Tinjauan Perempuan Punya Cerita

5/10 Lisabona Rahman 13-05-2007

Tawaran mengangkat suatu persoalan lewat bentuk omnibus (kumpulan film pendek) seperti film ini bisa sangat menguntungkan atau menjebak. Kita bisa dibuat paham dengan banyak sisi persoalan itu, atau jatuh bosan karena disuapi satu pernyataan yang mirip berulang-ulang. Perempuan Punya Cerita sudah terjebak. Keempat perempuan tokoh utama ceritanya mengalami penindasan dan dipaksa menyerah.

Isu yang diangkat dalam film ini bukan main spektrumnya: mulai dari aborsi, seks dan kehamilan remaja, penjualan anak perempuan, sampai diskriminasi penderita AIDS. Latar tempat ceritanya juga lumayan menarik: Pulau Jawa dan kepulauannya. Tapi dari potensi latar yang kaya itu, ada yang terasa kelewat mirip: semuanya putus asa. Sumantri (Rieke Dyah Pitaloka) harus meninggalkan kepulauan karena kasus aborsi, Esi (Shanty) kehilangan anaknya karena sindikat penjualan perempuan, Laksmi terpaksa berpisah dengan anaknya karena kondisinya kesehatannya memburuk setelah menderita AIDS. Safina (Kirana Larasati), anak SMA dari Jogja mungkin satu-satunya perkecualian dengan perlawanan kecilnya lewat liputan TV untuk mengadili wartawan yang sudah memanfaatkannya.

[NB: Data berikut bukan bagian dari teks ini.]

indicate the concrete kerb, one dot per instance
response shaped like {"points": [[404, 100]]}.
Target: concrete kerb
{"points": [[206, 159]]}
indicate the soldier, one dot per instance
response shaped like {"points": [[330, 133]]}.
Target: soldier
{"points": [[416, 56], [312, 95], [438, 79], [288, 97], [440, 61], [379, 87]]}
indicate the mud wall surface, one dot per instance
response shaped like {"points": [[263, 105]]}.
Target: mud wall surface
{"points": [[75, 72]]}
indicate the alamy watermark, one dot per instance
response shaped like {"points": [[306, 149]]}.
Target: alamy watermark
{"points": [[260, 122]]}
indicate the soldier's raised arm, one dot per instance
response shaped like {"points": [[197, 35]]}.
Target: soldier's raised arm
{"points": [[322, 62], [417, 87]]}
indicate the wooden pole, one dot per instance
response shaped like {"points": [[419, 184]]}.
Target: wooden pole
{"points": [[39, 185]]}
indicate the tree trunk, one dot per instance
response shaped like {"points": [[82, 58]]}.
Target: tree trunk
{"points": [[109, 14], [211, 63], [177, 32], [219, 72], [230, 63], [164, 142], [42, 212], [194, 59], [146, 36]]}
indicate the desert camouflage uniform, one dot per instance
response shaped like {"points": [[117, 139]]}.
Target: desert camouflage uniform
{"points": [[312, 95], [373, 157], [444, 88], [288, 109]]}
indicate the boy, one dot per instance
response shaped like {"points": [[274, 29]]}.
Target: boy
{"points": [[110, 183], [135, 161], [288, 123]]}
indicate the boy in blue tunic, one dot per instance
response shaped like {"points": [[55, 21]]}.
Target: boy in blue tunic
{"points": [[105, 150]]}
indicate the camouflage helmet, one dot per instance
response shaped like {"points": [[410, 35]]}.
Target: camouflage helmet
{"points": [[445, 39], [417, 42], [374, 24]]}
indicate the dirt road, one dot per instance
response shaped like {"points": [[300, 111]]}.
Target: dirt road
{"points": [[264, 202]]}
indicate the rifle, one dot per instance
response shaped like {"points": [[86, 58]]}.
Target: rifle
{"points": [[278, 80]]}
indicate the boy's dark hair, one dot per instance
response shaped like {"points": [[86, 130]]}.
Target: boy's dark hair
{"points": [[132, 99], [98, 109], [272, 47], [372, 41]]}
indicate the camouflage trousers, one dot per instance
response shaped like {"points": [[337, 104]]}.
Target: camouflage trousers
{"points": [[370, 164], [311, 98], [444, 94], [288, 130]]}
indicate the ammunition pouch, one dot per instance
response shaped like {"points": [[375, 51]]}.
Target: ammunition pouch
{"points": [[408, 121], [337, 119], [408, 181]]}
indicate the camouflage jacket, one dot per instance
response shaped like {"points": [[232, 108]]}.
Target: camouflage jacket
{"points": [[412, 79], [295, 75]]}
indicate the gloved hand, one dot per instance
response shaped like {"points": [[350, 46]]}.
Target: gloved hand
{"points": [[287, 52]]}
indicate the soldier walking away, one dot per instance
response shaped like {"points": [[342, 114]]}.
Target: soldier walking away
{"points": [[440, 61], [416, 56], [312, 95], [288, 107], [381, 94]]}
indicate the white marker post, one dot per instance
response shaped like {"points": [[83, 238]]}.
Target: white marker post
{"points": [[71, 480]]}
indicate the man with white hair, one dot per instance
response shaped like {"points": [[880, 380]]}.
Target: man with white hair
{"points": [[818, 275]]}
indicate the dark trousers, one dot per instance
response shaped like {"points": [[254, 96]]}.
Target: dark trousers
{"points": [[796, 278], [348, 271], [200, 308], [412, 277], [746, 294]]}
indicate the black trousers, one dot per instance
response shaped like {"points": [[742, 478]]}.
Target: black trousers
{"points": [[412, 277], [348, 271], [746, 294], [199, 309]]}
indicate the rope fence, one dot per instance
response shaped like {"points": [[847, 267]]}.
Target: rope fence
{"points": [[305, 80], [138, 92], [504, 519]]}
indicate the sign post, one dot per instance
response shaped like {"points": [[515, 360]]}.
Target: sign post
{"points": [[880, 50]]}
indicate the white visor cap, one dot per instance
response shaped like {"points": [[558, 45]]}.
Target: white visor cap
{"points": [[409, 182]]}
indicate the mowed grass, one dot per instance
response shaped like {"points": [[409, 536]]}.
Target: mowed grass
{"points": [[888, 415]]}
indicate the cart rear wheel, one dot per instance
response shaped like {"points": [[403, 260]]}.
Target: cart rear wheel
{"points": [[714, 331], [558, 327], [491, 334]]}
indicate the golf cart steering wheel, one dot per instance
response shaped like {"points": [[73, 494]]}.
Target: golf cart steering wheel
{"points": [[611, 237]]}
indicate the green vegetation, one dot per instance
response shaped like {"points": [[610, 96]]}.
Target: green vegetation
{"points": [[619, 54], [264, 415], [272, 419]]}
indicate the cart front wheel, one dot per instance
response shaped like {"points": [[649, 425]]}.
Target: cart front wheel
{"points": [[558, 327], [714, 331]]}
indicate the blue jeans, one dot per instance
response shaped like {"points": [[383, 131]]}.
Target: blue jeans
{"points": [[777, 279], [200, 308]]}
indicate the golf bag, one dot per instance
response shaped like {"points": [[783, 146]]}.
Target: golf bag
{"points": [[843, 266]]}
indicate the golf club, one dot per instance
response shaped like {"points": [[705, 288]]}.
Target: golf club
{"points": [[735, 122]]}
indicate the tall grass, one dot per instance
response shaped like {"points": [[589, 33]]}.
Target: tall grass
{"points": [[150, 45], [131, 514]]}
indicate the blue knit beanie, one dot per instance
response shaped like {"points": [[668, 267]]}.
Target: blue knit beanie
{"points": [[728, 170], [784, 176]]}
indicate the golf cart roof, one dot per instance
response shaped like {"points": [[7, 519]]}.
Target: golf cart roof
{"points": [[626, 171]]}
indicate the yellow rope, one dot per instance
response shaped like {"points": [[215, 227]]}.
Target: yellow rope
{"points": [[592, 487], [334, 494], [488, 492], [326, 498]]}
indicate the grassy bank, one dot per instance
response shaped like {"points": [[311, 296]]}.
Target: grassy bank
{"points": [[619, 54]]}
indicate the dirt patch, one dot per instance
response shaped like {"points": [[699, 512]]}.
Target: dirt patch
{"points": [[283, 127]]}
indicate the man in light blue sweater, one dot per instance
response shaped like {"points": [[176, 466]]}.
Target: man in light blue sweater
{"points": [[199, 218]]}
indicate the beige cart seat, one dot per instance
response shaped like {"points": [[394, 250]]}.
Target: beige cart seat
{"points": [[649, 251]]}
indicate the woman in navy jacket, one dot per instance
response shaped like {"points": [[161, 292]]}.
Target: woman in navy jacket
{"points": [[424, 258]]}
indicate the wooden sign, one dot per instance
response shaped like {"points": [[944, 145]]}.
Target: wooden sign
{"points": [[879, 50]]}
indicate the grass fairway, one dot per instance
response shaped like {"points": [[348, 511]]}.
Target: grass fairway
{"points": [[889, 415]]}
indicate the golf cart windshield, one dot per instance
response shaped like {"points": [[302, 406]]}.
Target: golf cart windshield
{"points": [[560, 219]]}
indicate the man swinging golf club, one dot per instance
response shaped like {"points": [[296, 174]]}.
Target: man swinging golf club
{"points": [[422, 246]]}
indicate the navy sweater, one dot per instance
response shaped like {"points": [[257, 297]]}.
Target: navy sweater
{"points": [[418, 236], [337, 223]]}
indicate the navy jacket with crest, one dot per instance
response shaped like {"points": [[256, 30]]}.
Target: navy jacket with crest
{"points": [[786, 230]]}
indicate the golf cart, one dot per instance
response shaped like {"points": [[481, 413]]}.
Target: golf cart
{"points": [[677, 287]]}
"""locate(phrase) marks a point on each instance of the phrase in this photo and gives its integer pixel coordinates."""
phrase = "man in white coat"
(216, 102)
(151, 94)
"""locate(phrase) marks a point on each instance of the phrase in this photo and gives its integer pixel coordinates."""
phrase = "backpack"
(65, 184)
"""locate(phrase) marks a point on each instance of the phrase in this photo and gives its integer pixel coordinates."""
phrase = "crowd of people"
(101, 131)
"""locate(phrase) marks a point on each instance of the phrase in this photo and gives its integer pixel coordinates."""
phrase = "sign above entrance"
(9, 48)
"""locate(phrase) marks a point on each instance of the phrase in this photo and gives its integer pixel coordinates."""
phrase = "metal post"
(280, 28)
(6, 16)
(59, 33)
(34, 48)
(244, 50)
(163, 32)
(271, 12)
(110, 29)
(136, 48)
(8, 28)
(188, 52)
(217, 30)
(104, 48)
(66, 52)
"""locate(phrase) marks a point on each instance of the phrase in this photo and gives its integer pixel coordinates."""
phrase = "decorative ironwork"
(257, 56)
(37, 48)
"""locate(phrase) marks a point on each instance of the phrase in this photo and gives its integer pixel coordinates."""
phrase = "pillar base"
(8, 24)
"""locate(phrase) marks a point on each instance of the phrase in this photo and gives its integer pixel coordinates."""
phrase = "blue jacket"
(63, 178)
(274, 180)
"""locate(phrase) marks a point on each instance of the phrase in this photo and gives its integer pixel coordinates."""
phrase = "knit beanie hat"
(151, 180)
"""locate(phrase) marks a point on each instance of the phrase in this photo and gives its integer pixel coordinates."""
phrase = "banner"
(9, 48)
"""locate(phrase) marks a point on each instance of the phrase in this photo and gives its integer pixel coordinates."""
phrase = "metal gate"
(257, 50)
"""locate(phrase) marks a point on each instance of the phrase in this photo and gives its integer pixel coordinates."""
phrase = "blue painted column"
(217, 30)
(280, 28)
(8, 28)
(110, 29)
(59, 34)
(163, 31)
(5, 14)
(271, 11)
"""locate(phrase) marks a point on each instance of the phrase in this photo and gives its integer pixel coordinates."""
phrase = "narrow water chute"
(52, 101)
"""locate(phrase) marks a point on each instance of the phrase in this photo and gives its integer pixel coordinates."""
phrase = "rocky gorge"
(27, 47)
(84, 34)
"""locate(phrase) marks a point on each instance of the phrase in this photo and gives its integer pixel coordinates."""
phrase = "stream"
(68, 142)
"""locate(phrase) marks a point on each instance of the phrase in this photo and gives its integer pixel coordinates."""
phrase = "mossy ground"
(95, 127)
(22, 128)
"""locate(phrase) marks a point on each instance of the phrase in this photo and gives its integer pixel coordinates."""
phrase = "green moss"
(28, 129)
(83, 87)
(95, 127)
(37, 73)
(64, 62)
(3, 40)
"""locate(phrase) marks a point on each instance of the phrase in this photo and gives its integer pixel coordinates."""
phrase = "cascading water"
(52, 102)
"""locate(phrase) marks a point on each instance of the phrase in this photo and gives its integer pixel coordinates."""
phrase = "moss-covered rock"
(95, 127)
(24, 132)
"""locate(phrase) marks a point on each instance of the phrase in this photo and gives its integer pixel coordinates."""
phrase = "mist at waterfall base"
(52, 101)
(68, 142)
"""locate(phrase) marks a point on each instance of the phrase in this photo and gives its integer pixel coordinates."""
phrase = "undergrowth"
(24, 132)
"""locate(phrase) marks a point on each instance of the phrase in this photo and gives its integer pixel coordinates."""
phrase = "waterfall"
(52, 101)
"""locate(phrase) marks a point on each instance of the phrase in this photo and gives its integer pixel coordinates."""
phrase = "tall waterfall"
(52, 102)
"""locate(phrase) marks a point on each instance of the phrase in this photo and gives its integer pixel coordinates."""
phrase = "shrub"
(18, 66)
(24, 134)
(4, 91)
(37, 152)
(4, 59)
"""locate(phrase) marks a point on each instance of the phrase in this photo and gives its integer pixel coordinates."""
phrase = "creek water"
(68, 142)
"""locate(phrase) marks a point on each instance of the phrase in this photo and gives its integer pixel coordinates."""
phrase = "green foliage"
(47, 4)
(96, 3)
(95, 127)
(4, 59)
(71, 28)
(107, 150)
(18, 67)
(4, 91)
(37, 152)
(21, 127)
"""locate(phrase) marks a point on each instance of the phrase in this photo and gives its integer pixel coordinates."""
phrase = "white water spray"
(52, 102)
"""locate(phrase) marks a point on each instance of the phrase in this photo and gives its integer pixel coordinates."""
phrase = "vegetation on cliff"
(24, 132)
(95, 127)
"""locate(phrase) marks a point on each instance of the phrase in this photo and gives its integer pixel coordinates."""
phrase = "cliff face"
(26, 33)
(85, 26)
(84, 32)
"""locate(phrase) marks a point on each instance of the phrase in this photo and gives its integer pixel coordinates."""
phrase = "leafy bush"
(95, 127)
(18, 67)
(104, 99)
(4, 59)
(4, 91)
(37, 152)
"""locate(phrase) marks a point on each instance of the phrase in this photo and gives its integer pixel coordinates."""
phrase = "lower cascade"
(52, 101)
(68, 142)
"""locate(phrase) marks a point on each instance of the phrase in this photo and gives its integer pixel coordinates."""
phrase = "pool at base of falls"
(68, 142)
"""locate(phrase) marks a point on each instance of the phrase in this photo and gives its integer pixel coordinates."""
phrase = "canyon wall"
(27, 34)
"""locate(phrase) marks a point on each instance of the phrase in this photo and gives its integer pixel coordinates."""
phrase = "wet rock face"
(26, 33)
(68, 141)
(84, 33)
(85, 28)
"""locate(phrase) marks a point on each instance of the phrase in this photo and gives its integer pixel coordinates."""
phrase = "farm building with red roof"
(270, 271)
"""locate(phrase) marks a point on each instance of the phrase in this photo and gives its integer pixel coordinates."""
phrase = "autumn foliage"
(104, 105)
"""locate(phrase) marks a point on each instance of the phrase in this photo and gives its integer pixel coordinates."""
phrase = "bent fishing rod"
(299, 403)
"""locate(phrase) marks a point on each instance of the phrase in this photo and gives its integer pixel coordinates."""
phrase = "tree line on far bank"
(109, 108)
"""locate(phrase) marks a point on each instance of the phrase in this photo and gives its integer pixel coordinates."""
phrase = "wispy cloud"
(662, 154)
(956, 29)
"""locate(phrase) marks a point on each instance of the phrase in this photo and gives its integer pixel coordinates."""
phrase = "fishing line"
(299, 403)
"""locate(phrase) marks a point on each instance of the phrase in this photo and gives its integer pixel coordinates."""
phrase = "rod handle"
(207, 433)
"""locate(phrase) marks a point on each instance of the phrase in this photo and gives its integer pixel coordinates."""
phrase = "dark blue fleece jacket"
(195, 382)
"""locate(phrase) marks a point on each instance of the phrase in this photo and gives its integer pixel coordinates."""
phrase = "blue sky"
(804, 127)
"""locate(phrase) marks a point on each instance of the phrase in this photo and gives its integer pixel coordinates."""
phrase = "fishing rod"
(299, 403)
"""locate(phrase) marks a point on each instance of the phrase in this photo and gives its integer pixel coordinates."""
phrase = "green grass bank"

Setiap film punya karakter tampilan yang kuat. Cerita Sumantri di Pulau Seribu diperlihatkan dengan sangat realistis, Safina dan teman-temannya di Jogja dituturkan dengan tempo lebih cepat dan gerak kamera yang lebih dinamis. Sementara dunia kelab malam Esi tampil lebih muram walaupun penuh gemerlap palsu dan kota Jakarta yang disusuri Laksmi kelihatan dingin dan keras. Tapi kemiripan nasib karakter-karakternya membuat omnibus ini terasa sebagai pengulangan, seperti pesan yang disampaikan berkali-kali dengan bentuk yang lain-lain. Ini juga membuat akting tiap karakter utamanya tak terlalu menarik, malah yang menarik perhatian adalah akting Sarah Sechan sebagai Cicih, penyanyi dangdut klab malam di kota kecil Jawa Barat.

Omnibus, sekali lagi, memang adalah bentuk yang susah-susah gampang. Kalau saja naik turunnya drama dalam kesatuannya bisa dibuat dinamis, tema yang kuat bisa sampai dengan menggigit. Dalam film ini, tema yang begitu kuat mengalahkan pengembangan cerita sehingga kita tak mendapatkan kejutan dari perjuangan tiap karakter. Sayangnya Perempuan Punya Cerita tak sampai ke sana.